Here’s a jolt coming out of Detroit on a frigid January day: Ford made it official that it will build an all-electric version of its best-selling full-size pickup truck, the F-150.
While the automaker has previously revealed that a hybrid version of the truck will appear in showrooms around 2020, talk of a fully electric version has been just that: talk. Until now. Jim Farley, Ford’s global marketing chief, officially made the claim at the Deutsche Bank Global Automotive Conference in Detroit.
Although announcements of new electric vehicles (EVs) seem commonplace these days, this news from Ford is a big deal. And while this is not the first vision of an electric pickup – both Tesla and Rivian have stated that they will introduce electric pickup trucks in the near future – an electric F-150 has the potential to be a game changer.

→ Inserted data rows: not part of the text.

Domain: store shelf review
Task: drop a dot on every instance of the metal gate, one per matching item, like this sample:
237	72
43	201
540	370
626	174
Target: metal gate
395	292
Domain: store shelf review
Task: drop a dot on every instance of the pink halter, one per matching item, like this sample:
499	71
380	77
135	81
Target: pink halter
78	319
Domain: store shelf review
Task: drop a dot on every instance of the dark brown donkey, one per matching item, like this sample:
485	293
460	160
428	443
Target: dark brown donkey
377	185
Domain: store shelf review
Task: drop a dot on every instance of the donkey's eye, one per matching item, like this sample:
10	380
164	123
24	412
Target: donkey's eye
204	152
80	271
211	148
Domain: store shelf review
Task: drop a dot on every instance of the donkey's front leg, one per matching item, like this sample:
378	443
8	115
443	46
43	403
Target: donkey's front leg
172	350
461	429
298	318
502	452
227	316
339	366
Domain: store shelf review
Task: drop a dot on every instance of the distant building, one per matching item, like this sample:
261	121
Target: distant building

When I think about Ford electrifying the F-150, I’m reminded of the turn of this century, when hybrids first came on the market. They were strangely shaped oddities that were solely appealing to holier-than-thou eco-conscious types who were meek of right foot. Get caught behind one on the highway, and you were sure to be annoyed by the hyper-miler who would maximize their MPGs at the expense and frustration of everyone else on the road.
However, when luxury brands adopted hybrid technology for some of their most popular models – the 2005 Lexus RX 400h comes to mind as the most obvious example – the change was much more readily accepted by the larger public, elevating the technology beyond that original audience of crunchy granola types.
Now, hybrid technology is employed by almost every auto manufacturer and is sometimes even used to enhance a vehicle’s athleticism as well as its efficiency, as in the case of the Acura NSX and MDX Sport Hybrid, and the BMW i8.
Similarly, perceptions exist that EVs are high tech, high maintenance, and high cost, and beyond the reach of the middle-American consumer. In some instances – like with Tesla models – electric drivetrains also represent performance, but not the strong and burly kind that is necessary for a full-size pickup truck.
A Ford F-150 Electric will surely challenge that notion if the Rivian R1T hasn’t already. No doubt, an electrified F-150 will put up impressive numbers in order to convince people who depend on the strength of their trucks to get their jobs done that it is a legit alternative to burning gas or diesel.
Beyond power for hauling and towing, Farley says this new version of the F-150 will serve other uses. “With the F-150 electric, you don’t have to have an expensive generator on site,” Farley said. “You can just plug your tools into your truck and that electric powertrain will run all the tools on the job site. Customers will pay for that because now they don’t have to buy an expensive $10,000 generator.”
Of course, this means that the F-150 Electric will be plenty more expensive than a regular pickup, but it’s likely that it will also be equipped with high-tech features to help justify its higher price tag.
America knows and trusts the F-150, which has been the best-selling model in America for the past 40 years. Little doubt exists that an electric version of the truck will give it a huge advantage over its competition if only for the valuable brand equity it has built over the decades.
No timeline has been released for the rollout of the new F-Series EV, but we can’t wait to see what the future holds.